The hyperlocal elections, often held in different months than general elections with higher-profile races, typically have some of the lowest voter turnout. In Newark, for example, just 3 percent of voters turned out for the most recent school board election in April 2023.

But the races may help boost students’ voter engagement because they can easily see how policies about school facilities, sports programs, and curriculum affect their day-to-day experiences, Kawashima-Ginsberg said.

Even in communities that don’t allow for younger voting, schools can use discussions about elections with students as young as elementary school to build the sense of community responsibility that leads to greater civic engagement down the road, Kawashima-Ginsberg.

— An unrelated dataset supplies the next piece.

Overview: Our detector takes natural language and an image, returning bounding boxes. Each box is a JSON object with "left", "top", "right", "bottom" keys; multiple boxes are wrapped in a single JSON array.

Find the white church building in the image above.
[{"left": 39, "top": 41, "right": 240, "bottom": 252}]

And educators can prepare older students for their first time in the voting booth by including lessons on the practical process of elections within broader lessons on American democracy, or by encouraging them to volunteer as an election worker, she said.

“When we hear stories about what’s happening in Washington or what [Republican presidential candidate] Nikki Haley is wearing to campaign in Iowa, young people, our surveys show, are sick and tired of it,” Kawashima-Ginsberg. “But when the discussion becomes, ‘should your sibling have an art class?’ or whatever the school board is debating, it becomes a tangible opportunity to see how government is supposed to serve a community.”